BACKGROUND: Oesophageal Doppler monitoring (ODM) is used clinically to optimize cardiac output (CO) and guide fluid therapy. Despite limited experimental evidence, it is assumed that increasing CO increases visceral microvascular blood flow (MBF). We used contrast-enhanced ultrasound (CEUS) to assess whether ODM-guided optimization of CO altered MBF.

METHODS: Sixteen healthy male volunteers (62 ± 3·4 years) were studied. Baseline measurements of CO were recorded via ODM. Hepatic and renal MBF was assessed via CEUS. Saline 0·9% was administered to optimize CO according to a standard protocol and repeat CEUS performed. Time-intensity curves were constructed, allowing organ perfusion calculation via time to 5% perfusion (TT5). MBF was assessed via organ perfusion rise time (RT) (5-95%).

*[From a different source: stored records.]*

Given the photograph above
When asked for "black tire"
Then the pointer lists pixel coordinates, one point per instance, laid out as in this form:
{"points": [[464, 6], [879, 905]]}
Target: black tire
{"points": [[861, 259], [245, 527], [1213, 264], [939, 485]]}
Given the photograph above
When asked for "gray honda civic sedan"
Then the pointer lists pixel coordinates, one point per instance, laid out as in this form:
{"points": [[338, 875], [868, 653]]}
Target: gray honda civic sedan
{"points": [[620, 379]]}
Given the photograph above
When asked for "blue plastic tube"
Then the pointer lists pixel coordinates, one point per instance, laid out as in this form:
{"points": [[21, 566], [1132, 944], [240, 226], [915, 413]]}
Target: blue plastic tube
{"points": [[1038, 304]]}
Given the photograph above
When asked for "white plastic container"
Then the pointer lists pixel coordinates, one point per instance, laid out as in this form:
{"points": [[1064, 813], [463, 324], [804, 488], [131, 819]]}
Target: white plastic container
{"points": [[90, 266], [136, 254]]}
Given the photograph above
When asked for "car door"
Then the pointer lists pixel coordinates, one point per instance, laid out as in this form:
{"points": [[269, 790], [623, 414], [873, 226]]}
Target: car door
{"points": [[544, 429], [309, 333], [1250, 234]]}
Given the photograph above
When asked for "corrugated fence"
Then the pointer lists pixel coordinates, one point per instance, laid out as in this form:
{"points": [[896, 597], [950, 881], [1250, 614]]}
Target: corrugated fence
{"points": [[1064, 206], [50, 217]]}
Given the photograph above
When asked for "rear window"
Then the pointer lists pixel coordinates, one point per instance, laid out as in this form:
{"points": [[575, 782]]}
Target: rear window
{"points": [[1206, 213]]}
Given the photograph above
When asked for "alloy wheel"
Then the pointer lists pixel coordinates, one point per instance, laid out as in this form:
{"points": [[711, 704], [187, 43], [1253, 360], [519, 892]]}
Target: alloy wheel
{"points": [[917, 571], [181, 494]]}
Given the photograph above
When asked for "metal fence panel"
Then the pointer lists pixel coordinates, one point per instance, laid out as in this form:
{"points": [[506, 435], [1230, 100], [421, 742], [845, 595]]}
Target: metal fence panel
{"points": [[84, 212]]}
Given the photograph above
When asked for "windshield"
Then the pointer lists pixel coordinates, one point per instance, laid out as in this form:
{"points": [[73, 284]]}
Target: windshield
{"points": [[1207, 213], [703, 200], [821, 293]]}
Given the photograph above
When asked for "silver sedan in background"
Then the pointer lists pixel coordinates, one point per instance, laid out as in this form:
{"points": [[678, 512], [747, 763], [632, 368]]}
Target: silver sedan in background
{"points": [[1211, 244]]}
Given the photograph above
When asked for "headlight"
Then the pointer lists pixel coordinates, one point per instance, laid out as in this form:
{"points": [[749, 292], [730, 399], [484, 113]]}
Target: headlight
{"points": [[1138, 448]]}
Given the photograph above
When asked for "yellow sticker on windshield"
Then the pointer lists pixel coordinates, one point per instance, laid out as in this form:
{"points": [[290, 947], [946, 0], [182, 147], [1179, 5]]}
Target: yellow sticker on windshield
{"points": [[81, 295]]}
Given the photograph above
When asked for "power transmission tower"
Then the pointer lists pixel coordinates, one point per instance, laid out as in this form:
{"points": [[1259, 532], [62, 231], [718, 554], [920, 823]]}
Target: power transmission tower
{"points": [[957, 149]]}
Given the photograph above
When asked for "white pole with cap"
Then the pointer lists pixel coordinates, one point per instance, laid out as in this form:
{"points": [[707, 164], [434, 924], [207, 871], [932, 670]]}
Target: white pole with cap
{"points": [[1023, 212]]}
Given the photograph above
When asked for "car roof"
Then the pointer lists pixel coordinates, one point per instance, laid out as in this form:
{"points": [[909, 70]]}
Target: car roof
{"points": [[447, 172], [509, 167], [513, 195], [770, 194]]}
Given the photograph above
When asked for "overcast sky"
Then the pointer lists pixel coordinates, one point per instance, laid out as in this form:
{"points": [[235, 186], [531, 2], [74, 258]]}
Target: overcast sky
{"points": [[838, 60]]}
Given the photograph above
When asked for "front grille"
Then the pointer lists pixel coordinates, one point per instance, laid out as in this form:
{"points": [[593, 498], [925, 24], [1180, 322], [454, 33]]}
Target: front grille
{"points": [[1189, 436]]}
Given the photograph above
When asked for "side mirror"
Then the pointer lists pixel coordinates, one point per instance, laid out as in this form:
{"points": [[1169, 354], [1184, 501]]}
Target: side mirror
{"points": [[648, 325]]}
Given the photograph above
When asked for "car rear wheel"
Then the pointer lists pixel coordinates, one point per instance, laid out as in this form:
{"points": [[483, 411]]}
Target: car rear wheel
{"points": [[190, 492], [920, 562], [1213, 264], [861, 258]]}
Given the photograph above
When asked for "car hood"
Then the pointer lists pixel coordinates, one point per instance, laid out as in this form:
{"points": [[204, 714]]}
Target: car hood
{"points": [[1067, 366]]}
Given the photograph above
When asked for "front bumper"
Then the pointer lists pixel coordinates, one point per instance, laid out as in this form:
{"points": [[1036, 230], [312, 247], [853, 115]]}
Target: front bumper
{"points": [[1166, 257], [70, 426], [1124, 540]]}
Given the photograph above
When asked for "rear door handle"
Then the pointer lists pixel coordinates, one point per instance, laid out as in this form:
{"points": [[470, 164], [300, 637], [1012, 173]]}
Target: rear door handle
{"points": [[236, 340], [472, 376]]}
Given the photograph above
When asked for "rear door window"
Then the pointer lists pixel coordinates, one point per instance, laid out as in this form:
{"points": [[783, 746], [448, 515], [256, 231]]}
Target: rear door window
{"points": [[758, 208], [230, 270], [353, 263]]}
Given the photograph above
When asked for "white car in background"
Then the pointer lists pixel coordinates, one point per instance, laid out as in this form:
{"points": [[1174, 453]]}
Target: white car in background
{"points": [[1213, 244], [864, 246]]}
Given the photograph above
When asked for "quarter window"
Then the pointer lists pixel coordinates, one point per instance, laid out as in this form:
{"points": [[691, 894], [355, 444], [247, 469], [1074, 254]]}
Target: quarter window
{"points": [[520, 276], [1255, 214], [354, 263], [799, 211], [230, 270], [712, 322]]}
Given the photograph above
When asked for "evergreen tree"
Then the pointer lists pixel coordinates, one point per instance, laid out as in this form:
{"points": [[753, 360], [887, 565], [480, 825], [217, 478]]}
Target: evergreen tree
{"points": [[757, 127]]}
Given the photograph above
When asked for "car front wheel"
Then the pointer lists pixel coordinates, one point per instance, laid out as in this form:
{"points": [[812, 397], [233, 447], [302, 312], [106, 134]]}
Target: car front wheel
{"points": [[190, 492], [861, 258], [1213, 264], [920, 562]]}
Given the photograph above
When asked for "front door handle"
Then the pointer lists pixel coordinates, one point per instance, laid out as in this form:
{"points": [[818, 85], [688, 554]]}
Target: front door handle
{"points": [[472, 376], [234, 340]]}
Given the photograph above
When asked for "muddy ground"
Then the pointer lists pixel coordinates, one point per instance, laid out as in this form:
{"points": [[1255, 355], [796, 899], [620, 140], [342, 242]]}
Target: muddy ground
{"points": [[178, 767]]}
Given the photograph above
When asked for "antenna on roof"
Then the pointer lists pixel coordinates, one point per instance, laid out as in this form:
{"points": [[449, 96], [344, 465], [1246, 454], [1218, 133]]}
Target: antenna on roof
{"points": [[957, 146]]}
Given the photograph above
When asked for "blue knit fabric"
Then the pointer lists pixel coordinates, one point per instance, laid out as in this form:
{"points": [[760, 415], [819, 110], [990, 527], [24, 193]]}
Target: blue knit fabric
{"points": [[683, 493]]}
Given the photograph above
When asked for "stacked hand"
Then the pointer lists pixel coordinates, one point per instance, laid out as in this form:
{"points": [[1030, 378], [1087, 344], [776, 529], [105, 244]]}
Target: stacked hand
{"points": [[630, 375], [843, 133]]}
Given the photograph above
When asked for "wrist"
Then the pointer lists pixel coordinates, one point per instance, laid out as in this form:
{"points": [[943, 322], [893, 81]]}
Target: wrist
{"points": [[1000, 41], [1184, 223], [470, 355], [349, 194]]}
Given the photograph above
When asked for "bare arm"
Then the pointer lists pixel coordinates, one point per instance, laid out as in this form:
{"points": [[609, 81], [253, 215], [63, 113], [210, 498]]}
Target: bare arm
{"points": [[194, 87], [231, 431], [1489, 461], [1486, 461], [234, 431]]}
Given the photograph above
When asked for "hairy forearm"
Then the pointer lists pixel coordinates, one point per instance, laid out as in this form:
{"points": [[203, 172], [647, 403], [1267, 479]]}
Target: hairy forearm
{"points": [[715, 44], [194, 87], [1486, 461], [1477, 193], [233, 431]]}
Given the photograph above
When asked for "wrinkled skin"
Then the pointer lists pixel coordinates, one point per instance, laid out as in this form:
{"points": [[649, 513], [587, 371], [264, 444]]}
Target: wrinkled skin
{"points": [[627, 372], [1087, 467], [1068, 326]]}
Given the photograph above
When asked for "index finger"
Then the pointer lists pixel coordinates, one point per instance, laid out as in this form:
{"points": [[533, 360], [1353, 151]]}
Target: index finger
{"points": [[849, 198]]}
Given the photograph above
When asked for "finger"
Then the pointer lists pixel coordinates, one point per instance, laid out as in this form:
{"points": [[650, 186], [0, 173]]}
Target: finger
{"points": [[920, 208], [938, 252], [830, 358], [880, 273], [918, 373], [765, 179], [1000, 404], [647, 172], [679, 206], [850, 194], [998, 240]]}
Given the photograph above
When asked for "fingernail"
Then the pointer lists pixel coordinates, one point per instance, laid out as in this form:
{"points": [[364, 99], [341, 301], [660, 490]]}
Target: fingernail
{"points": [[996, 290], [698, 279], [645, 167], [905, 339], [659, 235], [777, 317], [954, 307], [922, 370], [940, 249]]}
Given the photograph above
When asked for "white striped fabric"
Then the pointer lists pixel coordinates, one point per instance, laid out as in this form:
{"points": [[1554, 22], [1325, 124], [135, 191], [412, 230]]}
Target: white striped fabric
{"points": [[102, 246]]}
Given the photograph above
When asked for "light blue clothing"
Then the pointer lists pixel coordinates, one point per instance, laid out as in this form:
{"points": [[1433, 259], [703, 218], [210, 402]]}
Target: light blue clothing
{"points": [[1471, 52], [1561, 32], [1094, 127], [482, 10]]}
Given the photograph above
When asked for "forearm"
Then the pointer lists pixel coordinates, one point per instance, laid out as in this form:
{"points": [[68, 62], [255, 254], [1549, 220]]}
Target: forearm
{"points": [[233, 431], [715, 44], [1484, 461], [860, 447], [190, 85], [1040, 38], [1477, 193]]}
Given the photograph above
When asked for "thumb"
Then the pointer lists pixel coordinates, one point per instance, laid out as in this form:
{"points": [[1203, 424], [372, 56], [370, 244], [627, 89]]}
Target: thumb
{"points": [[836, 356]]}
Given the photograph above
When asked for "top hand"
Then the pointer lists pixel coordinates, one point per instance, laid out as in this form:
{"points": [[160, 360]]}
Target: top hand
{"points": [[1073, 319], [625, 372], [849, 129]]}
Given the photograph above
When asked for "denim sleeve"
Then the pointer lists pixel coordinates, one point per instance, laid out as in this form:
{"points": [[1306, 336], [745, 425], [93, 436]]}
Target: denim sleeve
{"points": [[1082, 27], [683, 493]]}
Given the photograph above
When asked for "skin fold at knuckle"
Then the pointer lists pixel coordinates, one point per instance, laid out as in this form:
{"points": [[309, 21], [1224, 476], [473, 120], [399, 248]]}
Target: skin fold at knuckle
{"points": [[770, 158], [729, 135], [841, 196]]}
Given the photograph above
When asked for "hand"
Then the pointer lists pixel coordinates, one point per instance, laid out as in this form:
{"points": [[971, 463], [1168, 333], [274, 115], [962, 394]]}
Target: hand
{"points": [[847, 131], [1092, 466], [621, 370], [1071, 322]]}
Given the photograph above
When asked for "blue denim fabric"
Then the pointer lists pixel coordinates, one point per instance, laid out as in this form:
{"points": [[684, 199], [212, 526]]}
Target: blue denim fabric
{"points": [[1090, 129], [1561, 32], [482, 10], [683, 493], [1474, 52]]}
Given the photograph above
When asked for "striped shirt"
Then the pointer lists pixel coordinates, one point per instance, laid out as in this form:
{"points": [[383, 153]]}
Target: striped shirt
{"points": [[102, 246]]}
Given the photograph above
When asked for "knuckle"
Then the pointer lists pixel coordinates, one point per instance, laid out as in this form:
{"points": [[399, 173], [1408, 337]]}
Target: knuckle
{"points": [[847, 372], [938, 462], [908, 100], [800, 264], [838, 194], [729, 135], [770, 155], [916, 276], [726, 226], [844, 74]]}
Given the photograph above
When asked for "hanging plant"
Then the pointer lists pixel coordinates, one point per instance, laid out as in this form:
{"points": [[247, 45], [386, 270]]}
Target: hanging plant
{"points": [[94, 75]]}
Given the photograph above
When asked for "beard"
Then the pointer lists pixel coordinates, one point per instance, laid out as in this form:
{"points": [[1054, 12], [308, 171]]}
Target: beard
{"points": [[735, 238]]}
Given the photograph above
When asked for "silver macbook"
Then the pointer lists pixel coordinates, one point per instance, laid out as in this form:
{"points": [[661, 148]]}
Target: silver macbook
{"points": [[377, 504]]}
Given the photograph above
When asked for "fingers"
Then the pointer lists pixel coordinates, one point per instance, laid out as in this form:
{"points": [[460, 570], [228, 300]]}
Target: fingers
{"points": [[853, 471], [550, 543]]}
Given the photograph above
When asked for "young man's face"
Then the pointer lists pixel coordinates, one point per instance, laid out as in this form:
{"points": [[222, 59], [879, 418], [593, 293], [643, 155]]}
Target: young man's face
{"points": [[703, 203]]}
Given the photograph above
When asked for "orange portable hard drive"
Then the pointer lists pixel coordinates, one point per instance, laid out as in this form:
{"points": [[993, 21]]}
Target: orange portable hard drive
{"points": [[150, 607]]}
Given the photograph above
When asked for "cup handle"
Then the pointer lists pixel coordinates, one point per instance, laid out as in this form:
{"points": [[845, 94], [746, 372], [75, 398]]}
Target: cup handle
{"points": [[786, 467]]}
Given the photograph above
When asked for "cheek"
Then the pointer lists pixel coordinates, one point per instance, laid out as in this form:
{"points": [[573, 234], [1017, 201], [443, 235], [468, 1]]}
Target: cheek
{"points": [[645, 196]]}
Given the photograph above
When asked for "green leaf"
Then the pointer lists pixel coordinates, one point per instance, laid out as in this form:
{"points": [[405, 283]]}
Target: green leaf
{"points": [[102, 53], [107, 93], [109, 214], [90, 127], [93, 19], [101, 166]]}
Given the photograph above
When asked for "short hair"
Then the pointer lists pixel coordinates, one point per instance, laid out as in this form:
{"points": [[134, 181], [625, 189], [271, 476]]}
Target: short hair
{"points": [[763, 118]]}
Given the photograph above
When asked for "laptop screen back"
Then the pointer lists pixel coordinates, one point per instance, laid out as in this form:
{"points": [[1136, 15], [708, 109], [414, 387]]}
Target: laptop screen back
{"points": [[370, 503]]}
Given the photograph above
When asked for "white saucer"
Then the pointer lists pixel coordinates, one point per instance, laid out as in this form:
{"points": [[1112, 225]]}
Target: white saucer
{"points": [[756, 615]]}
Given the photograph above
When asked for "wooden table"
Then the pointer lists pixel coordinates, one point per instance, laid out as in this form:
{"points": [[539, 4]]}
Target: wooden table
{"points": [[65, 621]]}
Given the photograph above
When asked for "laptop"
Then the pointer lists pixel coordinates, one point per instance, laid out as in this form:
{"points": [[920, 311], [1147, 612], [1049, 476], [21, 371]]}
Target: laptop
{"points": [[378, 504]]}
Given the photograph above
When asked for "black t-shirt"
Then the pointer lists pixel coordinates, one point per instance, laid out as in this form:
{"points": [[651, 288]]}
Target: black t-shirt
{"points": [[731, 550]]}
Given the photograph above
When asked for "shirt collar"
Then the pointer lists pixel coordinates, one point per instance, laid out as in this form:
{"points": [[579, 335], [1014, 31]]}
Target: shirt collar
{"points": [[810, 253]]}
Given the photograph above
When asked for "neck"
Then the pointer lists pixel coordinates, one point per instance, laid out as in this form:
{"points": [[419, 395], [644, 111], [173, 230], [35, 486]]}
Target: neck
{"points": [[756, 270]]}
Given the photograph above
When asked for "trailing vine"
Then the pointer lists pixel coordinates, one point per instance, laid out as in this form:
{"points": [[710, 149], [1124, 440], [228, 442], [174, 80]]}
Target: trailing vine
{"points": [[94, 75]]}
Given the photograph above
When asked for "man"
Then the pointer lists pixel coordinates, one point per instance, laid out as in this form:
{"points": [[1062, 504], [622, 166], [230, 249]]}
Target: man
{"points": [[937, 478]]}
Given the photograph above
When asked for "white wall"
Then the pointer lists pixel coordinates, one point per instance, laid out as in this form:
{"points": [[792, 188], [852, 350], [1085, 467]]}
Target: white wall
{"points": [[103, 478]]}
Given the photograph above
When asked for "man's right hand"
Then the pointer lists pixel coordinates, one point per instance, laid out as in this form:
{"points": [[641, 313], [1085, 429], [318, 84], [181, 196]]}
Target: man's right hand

RESULTS: CO increased (4535 ± 241 ml/min versus 5442 ± 329 ml/min, P<0·0001) following fluid administration, whilst time to renal (22·48 ± 1·19 s versus 20·79 ± 1·31 s; P = 0·03), but not hepatic (28·13 ± 4·48 s versus 26·83 ± 1·53 s; P = 0·15) perfusion decreased. Time to renal perfusion was related to CO (renal: r = -0·43, P = 0·01). Hepatic nor renal RT altered following fluid administration (renal: 9·03 ± 0·86 versus 8·93 ± 0·85 s P = 0·86; hepatic: 27·86 ± 1·60 s versus 30·71 ± 2·19 s, P = 0·13). No relationship was observed between changes in CO and MBF in either organ (renal: r = -0·17, P = 0·54; hepatic: r = -0·07, P = 0·80).

CONCLUSIONS: ODM-optimized CO reduces time to renal perfusion but does not alter renal or hepatic MBF. A lack of relationship between microvascular visceral perfusion and CO following ODM-guided optimization may explain the absence of improved clinical outcome with ODM monitoring.